Effective Portfolio Management in 6 Phases

Three years ago, Gartner published six recommendations for effective portfolio management. But in recent years, the pressure on portfolio management has intensified. This increase is caused by these developments among others:

  • ESG: Practising business with a contribution to Environmental, Social and Governance objectives (ESG) is on the rise.
  • Human resource shortage: there is enormous pressure on human resource capacity due to the current labor market.
  • Declining funding: governments and non-profits in particular are struggling with declining funding.

In short, more needs to be done with less. What impact does that have on the recommended on six best practices for effective portfolio management as published by Gartner?

1. Increasing number of limitations/dependencies.

Gartner stressed the importance of understanding the work to be done, interdependencies and risks. Availability of money and human capacity is declining. Here, it is not just the goals of the customers or the organization to which the changes contribute; ESG goals must also be involved. This produces strong complexity in planning intended changes.

2. From customer-driven prioritization to purpose-driven prioritization.

In a purely customer value-driven organization, the customer is the focus. In a purpose-driven organization, customer value should not come at the expense of achieving purpose. This requires fine-tuned portfolio management where a balance is guarded between initiatives that ensure the viability of the organization and those that contribute to its purpose.

3. Applying Strategic resource management is essential.

Today’s times call for agile organizations that can respond quickly to changing circumstances. Adaptive portfolio management is therefore as important as ever. This cannot be done without Strategic Resource Management because lack of human capacity is generally the biggest bottleneck. Only by adopting a capacity approach that covers all layers (Strategic, Tactical and Operational) will you keep a grip on the changes that need to be implemented now and in the future.

4. Ongoing value management requires data dashboarding rather than reporting.

The ongoing focus on delivering value from the projects in the portfolio is still relevant. The way value is defined did become broader and more diverse. To effectively manage this on an ongoing basis, it is important to move away from periodic, labor-intensive reports and toward up-to-date interactive dashboards. This places three requirements on the organization of portfolio management:


  1. Unified practices
    in a central strategic portfolio management platform.
  2. A
    integrated use of project and portfolio management
    . No duplicate administrations but linked systems.
  3. All objectives should be accommodated in the porfoliomanagement platform, not just financial. Otherwise, the dashboard provides only part of the necessary steering information.

5. A healthy culture of change within an organization-wide maturity model.

An effective change portfolio takes into account that people struggle with change. Organizational culture can encourage or hinder change. In addition to the three elements Gartner provides for this,

  • Feedback and communication channels involving business leaders, managers and end users
  • Engagement of change champions at multiple levels
  • Executive confirmed roadmap for change

we see in practice a fourth element. This is an approach to portfolio management from a maturity model. We share more about this in our Best practices paper portfolio management in healthcare. For now, it is important to emphasize that the full breadth of the organization must be at some level of maturity.
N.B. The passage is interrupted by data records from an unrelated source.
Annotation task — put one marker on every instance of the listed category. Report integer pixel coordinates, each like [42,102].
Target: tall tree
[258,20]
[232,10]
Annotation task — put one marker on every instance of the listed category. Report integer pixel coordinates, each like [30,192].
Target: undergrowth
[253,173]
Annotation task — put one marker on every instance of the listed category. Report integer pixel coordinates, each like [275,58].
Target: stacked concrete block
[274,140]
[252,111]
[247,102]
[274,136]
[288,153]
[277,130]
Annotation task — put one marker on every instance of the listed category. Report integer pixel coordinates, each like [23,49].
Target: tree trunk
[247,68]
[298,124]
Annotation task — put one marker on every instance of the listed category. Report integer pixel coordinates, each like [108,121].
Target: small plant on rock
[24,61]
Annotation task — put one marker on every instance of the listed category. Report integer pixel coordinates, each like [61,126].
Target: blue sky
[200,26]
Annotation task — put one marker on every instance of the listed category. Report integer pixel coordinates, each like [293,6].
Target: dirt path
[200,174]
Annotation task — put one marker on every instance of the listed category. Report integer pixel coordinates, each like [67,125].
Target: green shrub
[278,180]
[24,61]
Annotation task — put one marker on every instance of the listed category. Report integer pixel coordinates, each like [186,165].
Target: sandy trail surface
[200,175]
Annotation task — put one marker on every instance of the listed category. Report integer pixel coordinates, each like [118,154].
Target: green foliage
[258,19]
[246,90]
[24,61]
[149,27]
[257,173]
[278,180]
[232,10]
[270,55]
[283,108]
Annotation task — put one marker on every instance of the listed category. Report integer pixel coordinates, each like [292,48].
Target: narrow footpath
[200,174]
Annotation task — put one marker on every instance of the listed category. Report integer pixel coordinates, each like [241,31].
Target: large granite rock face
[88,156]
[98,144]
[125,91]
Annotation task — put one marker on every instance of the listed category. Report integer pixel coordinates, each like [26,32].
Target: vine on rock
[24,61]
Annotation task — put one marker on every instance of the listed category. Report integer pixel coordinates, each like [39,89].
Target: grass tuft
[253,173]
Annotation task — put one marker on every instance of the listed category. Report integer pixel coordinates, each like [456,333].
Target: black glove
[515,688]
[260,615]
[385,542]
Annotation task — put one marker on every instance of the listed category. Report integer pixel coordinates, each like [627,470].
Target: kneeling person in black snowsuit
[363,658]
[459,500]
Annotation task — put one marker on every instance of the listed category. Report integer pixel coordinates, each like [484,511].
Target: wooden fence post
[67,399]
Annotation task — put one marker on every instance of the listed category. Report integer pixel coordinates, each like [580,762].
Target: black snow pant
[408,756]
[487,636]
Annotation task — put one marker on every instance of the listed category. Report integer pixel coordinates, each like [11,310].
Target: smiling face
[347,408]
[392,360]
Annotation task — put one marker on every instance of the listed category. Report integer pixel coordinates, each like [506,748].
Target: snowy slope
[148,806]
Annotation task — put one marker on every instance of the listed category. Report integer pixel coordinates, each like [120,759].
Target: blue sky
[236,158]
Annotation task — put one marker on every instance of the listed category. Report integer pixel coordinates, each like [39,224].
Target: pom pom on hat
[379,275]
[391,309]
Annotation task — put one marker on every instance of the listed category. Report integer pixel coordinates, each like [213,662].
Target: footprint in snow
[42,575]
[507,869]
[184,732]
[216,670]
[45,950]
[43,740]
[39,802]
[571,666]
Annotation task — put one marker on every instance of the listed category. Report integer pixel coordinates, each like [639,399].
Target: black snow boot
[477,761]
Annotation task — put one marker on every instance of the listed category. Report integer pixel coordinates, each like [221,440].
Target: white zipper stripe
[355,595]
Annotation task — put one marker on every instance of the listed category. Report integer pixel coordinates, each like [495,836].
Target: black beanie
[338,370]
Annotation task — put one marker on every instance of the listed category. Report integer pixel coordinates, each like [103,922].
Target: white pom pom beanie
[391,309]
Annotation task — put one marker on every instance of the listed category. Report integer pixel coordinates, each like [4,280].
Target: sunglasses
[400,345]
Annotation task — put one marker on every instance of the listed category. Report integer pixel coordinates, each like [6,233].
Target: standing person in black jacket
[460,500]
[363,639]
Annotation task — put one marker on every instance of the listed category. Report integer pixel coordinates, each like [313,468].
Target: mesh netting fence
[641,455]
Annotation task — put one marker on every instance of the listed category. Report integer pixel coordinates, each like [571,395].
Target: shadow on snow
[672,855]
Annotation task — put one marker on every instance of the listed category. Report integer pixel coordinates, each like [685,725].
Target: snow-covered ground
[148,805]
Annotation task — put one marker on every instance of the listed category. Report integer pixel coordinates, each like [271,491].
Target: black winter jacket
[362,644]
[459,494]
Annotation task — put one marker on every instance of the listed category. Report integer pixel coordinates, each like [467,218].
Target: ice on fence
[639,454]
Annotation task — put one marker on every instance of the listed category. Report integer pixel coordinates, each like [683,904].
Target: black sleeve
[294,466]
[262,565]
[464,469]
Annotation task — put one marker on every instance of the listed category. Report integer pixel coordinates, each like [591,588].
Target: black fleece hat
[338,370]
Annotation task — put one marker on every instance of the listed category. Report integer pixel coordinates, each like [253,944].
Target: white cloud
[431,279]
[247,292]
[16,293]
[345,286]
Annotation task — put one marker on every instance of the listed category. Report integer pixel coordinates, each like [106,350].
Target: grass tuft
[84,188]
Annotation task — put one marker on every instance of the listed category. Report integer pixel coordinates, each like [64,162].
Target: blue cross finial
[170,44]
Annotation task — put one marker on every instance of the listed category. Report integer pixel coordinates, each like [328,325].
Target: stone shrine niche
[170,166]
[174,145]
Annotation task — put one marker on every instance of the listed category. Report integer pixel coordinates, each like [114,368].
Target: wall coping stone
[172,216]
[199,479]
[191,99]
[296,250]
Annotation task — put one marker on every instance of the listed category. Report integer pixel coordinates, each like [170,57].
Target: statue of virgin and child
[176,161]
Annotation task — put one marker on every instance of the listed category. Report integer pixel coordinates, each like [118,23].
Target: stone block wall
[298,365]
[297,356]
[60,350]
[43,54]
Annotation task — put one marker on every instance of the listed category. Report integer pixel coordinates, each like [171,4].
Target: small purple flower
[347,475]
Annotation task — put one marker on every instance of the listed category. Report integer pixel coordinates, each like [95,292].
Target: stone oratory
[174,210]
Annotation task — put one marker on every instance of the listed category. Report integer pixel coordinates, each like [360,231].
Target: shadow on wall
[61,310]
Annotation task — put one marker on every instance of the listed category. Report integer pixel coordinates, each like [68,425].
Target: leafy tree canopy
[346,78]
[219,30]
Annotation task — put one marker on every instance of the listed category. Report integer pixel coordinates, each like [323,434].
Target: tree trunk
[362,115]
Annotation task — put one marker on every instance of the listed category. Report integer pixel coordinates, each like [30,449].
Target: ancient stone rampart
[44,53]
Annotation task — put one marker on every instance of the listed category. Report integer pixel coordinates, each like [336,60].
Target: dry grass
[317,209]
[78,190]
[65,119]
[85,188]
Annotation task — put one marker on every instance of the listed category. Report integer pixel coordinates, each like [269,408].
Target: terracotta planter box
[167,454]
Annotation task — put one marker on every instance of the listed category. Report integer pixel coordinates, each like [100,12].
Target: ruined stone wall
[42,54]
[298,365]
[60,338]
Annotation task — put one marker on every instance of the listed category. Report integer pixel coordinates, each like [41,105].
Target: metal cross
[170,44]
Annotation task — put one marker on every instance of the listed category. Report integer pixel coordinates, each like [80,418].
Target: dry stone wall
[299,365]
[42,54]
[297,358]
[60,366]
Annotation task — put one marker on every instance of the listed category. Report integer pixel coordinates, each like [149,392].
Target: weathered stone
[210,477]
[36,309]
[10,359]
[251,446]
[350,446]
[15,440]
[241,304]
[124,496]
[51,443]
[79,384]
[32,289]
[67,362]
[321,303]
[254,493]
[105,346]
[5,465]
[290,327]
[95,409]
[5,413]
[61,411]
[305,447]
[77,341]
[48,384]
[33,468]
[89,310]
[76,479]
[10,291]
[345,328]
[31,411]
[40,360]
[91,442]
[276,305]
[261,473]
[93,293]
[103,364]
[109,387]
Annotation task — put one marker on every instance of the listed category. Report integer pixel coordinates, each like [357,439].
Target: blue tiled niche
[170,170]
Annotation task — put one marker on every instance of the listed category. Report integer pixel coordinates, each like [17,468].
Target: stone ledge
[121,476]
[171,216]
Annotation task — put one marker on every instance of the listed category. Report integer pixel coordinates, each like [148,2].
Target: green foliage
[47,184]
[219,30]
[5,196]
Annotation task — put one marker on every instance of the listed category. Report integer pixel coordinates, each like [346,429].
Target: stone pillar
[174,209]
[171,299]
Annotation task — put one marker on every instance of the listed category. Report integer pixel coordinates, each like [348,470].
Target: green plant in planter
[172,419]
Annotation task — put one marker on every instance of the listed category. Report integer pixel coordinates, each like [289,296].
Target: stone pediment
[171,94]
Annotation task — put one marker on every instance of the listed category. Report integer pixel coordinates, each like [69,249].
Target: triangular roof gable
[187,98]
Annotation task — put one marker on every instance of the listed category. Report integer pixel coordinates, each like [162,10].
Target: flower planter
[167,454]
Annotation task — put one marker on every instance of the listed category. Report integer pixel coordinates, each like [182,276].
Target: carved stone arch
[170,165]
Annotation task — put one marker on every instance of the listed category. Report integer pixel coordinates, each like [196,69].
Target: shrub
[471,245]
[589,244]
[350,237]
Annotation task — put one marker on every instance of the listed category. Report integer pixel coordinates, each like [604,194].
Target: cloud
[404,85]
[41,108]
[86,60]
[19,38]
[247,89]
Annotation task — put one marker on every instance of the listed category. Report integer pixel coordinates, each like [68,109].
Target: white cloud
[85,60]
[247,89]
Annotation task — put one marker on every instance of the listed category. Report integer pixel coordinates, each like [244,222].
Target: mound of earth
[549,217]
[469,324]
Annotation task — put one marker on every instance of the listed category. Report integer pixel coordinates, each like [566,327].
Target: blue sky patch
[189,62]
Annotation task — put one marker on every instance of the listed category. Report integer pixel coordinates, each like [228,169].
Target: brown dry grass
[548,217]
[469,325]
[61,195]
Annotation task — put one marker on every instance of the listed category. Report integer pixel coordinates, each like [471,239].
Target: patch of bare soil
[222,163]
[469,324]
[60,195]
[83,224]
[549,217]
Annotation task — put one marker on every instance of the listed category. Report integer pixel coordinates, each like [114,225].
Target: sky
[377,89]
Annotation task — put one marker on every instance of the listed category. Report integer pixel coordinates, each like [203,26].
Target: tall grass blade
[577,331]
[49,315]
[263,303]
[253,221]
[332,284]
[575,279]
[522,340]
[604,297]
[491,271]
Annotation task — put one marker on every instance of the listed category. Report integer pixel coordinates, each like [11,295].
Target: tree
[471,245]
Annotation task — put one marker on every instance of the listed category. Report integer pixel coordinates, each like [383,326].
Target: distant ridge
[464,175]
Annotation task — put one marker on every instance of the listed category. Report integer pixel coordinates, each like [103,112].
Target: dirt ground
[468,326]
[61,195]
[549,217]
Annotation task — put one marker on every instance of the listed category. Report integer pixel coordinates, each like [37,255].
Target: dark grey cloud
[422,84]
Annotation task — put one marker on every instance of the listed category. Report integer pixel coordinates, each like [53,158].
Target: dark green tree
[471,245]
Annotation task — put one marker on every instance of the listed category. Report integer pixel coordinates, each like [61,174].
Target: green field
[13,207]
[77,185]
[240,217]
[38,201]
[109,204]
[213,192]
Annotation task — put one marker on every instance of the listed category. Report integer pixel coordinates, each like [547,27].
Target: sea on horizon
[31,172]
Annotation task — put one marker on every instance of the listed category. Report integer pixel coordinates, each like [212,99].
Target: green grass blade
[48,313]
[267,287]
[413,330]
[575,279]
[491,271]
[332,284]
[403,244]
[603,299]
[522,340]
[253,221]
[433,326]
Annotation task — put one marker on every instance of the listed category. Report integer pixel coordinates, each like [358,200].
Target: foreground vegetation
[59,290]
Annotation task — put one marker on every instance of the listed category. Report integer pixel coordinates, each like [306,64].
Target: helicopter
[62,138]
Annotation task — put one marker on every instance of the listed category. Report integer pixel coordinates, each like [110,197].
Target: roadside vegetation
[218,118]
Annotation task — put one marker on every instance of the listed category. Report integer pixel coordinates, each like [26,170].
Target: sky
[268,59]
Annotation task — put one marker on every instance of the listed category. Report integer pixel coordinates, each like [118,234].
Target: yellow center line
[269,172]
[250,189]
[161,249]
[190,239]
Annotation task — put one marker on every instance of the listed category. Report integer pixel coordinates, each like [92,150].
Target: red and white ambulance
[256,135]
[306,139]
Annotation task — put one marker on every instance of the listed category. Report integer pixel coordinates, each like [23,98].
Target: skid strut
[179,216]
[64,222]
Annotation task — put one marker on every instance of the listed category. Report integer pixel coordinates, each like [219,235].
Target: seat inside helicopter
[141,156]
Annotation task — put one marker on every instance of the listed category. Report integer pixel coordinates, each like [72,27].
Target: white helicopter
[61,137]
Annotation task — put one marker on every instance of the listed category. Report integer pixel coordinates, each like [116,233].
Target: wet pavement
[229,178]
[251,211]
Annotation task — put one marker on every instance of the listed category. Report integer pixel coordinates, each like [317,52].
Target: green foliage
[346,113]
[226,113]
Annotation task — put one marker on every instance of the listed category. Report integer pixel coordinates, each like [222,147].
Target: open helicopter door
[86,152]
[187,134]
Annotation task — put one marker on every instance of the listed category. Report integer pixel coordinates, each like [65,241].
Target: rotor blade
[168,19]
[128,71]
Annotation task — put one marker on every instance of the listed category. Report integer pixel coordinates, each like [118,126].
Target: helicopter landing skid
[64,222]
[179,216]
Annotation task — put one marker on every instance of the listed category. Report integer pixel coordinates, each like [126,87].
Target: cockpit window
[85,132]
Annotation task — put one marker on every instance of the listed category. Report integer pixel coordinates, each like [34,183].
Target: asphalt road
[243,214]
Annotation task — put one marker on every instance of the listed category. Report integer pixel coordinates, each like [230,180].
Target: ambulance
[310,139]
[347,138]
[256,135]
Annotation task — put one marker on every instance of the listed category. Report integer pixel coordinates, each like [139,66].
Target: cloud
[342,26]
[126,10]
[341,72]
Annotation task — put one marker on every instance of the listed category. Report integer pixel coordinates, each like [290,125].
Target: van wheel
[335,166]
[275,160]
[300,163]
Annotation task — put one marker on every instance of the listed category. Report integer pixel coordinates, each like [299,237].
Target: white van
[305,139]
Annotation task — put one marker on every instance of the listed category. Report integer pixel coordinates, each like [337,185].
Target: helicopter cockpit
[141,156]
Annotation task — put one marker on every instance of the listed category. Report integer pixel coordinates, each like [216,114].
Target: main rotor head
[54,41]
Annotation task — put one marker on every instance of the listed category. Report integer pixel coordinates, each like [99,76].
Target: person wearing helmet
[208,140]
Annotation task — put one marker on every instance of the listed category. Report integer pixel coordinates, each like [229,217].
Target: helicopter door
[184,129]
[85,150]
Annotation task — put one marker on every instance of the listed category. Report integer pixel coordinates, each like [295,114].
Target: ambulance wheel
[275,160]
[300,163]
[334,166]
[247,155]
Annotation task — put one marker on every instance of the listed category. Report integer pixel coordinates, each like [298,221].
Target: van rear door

When a critical component lags behind, it hinders the agility of the organization as a whole.

6. Ongoing value realization requires quantified goals.

The actual completion of projects should lead to the ongoing realization of value. Thus, progress must be visible in achieving the various strategic objectives. Gartner already indicated that in the absence of that realization, it is necessary to evaluate where the original estimation went wrong. But measuring value realization and evaluating the achievement of objectives is possible only when the original objectives are made quantifiable in a transparent way. Only by expressing the impact – even when it is social or governance related – in measurable results can targeted steering and evaluation take place.